New York Governor David Paterson has ordered an emergency session for New York's Senate as the power deadlock enters its third week and the scheduled end of the legislative session arrives on Monday. A power struggle has been underway since June 8 when Republicans seized control. Arguments over who is in charge have paralyzed it since.
Said Paterson: "Government has been inoperable because of a political battle. The Senate has been unable to
deliberate, has refused any outside intervention … has rarely met and
only in acrimonious circumstances…I will call the New York State Senate … into extraordinary session on Tuesday."
The Washington Post reports: "Paterson also announced that the chief judge of the Court of Appeals,
Jonathan Lippman, had made himself available to preside over the
Senate, if both parties approve. And he threatened that if senators did not cooperate with the order,
he would convene a special session every single day until they do,
including weekends and holidays. 'There will be no tolerance for noncompliance to this order,' added
Paterson, who has no authority over the senate when in session, but is
authorized to compel it to be in session."

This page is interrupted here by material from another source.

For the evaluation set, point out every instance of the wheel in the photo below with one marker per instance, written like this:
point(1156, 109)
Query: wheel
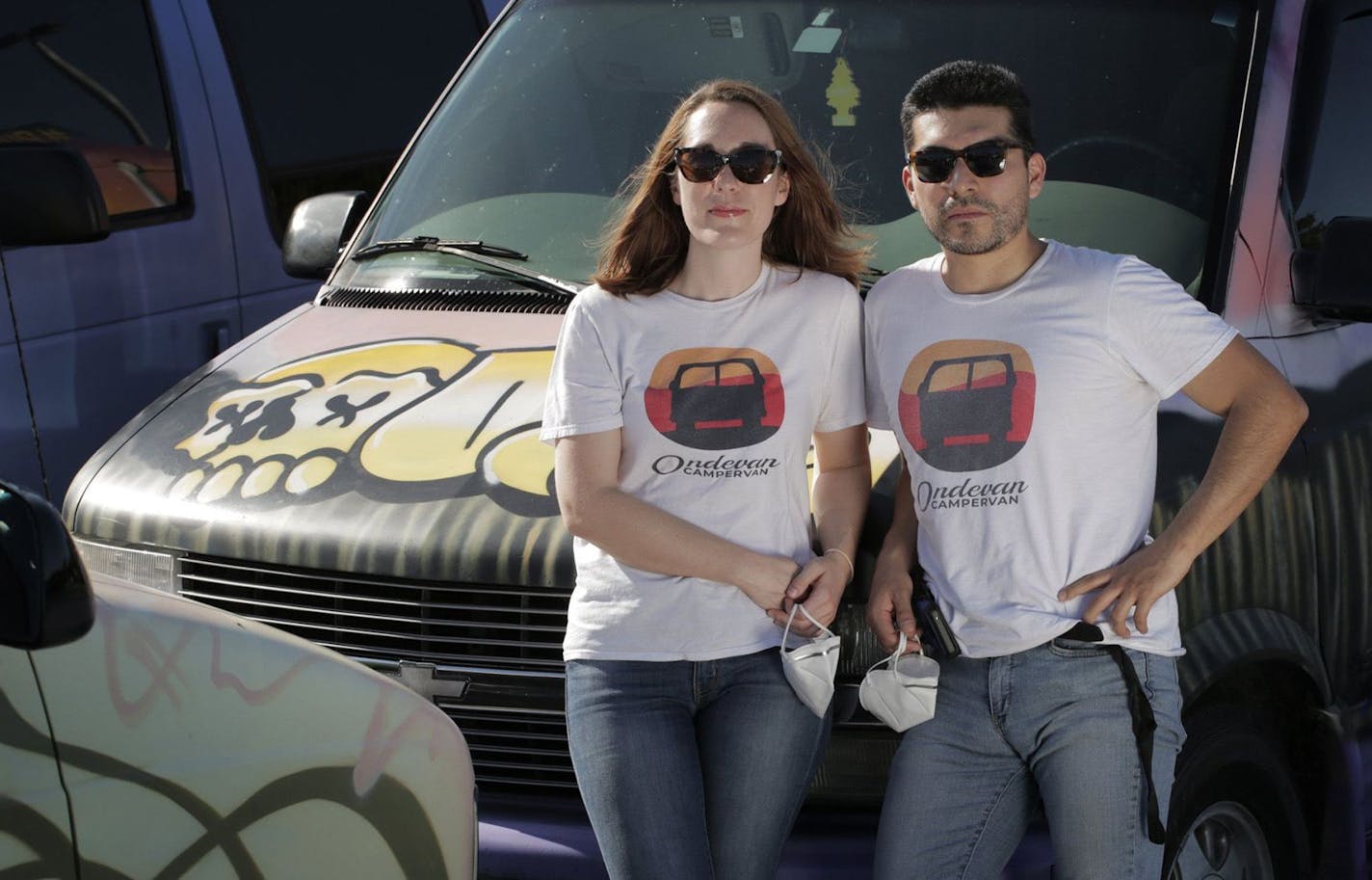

The New York Times reports that Tuesday's session will not include consideration of the marriage equality bill:
"The governor’s apparent retreat on an issue he has made a central
priority was surprising, especially because the leader of a
Republican-dominated voting bloc in the Senate has been eager to bring
the issue up for a vote. Mr. Paterson’s move does not doom
same-sex marriage, but makes it much less likely to pass in the
short-term. An aide to the governor said Mr. Paterson would still like
to see the same-sex marriage bill come to a vote in the coming weeks,
but Democratic leaders have resisted holding a vote unless it was
assured of victory."
"Not to include marriage for same-sex couples as a priority for Tuesday’s extraordinary session is an insult to millions of gay and lesbian people and their families. The majority of New Yorkers support marriage equality as does much of the political establishment across the state. New York’s elected officials were put in office to do the people’s business. Legislators cannot go home without passing marriage equality legislation this month. Our community and our allies expect this to happen. We have a commitment from the Governor as recent as last night that this bill will be a top priority. We have the support for marriage equality from leaders on one side of the aisle and a commitment that marriage equality should be a vote of conscience from the leader on the other side of the aisle. We hold the Governor and the Senate to these commitments. We expect and deserve a vote on marriage equality this week."